>> 10,000mg of NAC/ALA/(Lead chelator)I
First off, if you get 10k take some then wait ten minutes and check again first making sure you are actually getting the correct amount...
Then, neither are Lead chelatos, if anything NAC mobilzes Lead so taking more while in a dump stage makes it worse
>> Anyone else experiencing high dumps,
Yup, but the doctrine should take care of what could otherwise take a week in just a few minutes...
>> I had to give a time frame, like a dwell time for the commandemnt.
You where not talking to your guides then, check yourself before doing stuff like that.
(ex Fix B1 pathway) Would I be able to use any verb other than FIX.
Depends, you can't actually fix B1 pathways. The body with a perfect digestive track can ony absorb a tiny amount of B1. Add that Candida turns that into pyruvic acid, Lead destroys it and Legionella eats it then its a miracle there is enough left to make a tiny amount of CoA.
But don't worry because one Ethylene dump will chew up all CoA that is if you still have some after all those fuel additives which are manufacturered to require CoA to detox.
If you can't sleep then due to BeriBeri you can go to yoru Medico Mafia Agent and start on the slippery slope of Benzo and Fluoridated SSRIs..
- Lead Poisoning requires huge doses of B1
- Candida requires thiamine for growth, and produce pyruvic acid, best to use Benfotiamine
- Wet beriberi affects the heart; it is sometimes fatal, as it causes a combination of heart failure and weakening of the capillary walls, which causes the peripheral tissues to become waterlogged.
- Dry beriberi causes wasting and partial paralysis resulting from damaged peripheral nerves. It is also referred to as endemic neuritis.
- It protects against the damaging effect of lead poisoning, and prevents oedema or fluid retention in connection with heart ailments.
- It also reduces fatigue, increases stamina, and prevents premature ageing and senility by increasing mental alertness.
- high levels of acetylcholine suggest inability to convert to acetyl CoA due to B1 deficiency
Vitamin B1 Deficiency Symptoms
A lack of sufficient thiamine in the diet can cause loss of appetite, poor digestion, chronic constipation, loss of weight, mental depression, nervous exhaustion, and insomnia. It can lead to muscular weakness, leg cramps, slow heartbeat, irritability, defective hydrochloric acid production in the stomach and consequent digestive disorders. In case of insufficient supply of thiamine in the body, the heart muscles become lazy and fatigued, and the auricles or the upper chambers of the heart lose their strength and gradually enlarge. This may lead tto a condition known as hypertrophy of the heart. Prolonged gross deficiency can cause beriberi, neuritis, and oedema. Lack of vitamin B1, can slow down circulation to the scalp to the extent that hair may fall and new hair may grow very slowly. Deficiency of thiamine can be induced by excessive use of alcohol, dietary sugar, and processed and refined foods.
NOTE: Thiamine is absorbed from the small intestine. The capacity of the human intestine to absorb this vitamin is limited to about 5 mg per day.
This may mean that some with Chrohn's or IBS need Benfotiamine.
Thiamine deficiency and malaria in adults from southeast Asia.

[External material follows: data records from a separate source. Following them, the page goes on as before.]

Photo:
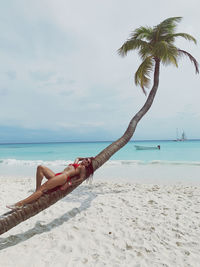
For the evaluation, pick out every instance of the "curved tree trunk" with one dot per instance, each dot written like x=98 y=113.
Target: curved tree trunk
x=12 y=218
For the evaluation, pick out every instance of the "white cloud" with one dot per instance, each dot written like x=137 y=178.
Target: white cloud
x=59 y=66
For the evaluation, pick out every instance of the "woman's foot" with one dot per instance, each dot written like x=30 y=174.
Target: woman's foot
x=14 y=207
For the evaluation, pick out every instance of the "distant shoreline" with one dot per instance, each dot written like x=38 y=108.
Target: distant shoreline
x=106 y=141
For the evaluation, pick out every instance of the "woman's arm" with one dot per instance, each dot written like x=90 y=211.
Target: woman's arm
x=78 y=159
x=82 y=176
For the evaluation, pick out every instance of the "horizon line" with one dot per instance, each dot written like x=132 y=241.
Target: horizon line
x=97 y=141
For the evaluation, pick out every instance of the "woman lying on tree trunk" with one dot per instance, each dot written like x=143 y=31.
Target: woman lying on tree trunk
x=63 y=179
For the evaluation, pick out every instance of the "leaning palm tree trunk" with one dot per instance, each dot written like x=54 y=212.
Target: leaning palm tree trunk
x=12 y=218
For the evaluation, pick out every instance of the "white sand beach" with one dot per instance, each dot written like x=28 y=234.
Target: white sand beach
x=106 y=224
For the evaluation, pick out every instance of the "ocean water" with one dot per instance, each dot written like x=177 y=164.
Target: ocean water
x=174 y=162
x=187 y=152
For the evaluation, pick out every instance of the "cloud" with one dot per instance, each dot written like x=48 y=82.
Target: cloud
x=60 y=68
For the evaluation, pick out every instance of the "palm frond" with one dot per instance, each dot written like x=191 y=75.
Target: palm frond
x=186 y=36
x=166 y=52
x=131 y=44
x=192 y=59
x=142 y=75
x=142 y=33
x=165 y=27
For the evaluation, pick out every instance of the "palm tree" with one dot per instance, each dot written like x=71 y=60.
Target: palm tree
x=155 y=45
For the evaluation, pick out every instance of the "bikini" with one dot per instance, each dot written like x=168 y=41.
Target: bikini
x=75 y=165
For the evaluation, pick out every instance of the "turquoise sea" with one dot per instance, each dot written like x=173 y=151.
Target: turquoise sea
x=187 y=152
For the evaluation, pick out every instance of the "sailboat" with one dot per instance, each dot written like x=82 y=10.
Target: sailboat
x=183 y=136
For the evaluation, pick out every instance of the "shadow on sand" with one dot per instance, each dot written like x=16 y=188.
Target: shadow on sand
x=82 y=194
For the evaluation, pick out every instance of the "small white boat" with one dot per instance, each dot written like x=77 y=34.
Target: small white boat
x=146 y=147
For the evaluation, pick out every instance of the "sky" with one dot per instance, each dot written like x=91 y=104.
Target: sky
x=63 y=80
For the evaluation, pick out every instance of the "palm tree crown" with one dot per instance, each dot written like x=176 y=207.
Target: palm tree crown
x=156 y=44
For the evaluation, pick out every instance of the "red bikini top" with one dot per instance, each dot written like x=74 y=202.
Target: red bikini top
x=75 y=165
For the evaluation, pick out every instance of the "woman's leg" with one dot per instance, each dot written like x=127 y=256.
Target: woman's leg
x=41 y=172
x=51 y=183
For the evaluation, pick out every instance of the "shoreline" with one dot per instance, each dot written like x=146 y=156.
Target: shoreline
x=132 y=173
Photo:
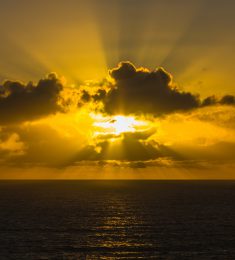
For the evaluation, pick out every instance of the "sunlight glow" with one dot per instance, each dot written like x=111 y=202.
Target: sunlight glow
x=118 y=124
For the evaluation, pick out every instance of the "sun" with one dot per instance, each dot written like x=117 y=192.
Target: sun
x=118 y=124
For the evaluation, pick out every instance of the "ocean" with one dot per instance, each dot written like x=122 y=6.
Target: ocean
x=117 y=220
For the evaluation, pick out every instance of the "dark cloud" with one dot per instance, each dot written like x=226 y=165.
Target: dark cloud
x=129 y=148
x=141 y=90
x=21 y=102
x=213 y=100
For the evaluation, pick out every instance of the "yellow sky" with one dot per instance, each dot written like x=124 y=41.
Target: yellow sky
x=144 y=118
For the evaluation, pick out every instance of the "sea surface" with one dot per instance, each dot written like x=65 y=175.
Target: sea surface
x=117 y=220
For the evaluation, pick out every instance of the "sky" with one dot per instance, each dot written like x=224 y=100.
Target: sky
x=118 y=89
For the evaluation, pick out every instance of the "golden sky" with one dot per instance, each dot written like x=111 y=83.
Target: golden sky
x=117 y=89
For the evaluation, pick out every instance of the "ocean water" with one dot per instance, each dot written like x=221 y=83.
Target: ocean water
x=117 y=220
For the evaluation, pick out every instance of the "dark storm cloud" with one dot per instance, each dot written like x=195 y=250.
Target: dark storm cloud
x=141 y=90
x=21 y=102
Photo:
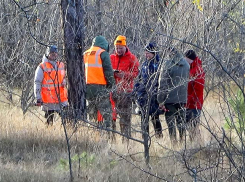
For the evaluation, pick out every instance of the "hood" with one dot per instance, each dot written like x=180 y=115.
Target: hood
x=100 y=41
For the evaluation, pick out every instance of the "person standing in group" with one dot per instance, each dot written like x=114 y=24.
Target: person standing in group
x=172 y=92
x=125 y=66
x=99 y=80
x=195 y=94
x=147 y=86
x=49 y=84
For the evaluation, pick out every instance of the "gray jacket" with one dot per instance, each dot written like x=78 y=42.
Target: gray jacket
x=173 y=81
x=38 y=85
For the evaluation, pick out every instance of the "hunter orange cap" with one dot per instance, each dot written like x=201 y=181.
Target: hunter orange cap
x=120 y=40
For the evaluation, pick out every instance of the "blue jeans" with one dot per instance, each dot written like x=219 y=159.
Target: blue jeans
x=193 y=116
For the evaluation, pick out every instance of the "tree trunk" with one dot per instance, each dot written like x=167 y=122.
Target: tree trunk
x=72 y=16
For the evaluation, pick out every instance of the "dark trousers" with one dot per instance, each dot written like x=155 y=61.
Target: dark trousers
x=175 y=116
x=156 y=124
x=49 y=115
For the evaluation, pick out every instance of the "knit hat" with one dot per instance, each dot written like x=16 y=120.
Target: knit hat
x=120 y=40
x=50 y=49
x=190 y=54
x=151 y=47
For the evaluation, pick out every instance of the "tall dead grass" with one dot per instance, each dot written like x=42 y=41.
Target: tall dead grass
x=30 y=151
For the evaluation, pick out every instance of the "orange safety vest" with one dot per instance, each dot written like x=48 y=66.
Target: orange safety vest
x=93 y=66
x=52 y=89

Beriberi or thiamine deficiency is common in countries where malaria is endemic. The hypotheses that subclinical thiamine deficiency complicates malaria and may be associated with lactic acidosis and coma were investigated in a prospective study conducted in Kanchanaburi, Thailand. 77 consecutive patients who presented to Paholpolpayuhasena Hospital between May and July 1992 with malaria or other febrile illnesses and 50 healthy relatives and volunteers were enrolled. The activation coefficient for transketolase activity in erythrocytes was used to measure thiamine deficiency. The mean Box-Cox transformed coefficients were 0.166 among cases with severe malaria (n = 23), 0.145 in cases with uncomplicated malaria (n = 54), 0.138 in healthy volunteers (n = 27), 0.137 in febrile controls (n = 10), and 0.122 in healthy relatives of patients (n = 13). 12 patients (52%) with severe malaria and 10 (19%) of those with uncomplicated malaria had coefficients above the normal range. Thiamine deficiency occurred in significantly more patients with cerebral malaria than in those with uncomplicated malaria (odds ratio, 4.8; 95% confidence interval, 1.68-13.8). The 12 patients who died from severe malaria had higher coefficient values than the 115 patients and controls who survived. Finally, the 15 patients with lactic acidosis had significantly higher coefficient values than those without this complication. A study of thiamine administration to patients with cerebral malaria is recommended to allow distinctions between the findings recorded in this study and the possibility of a causal link.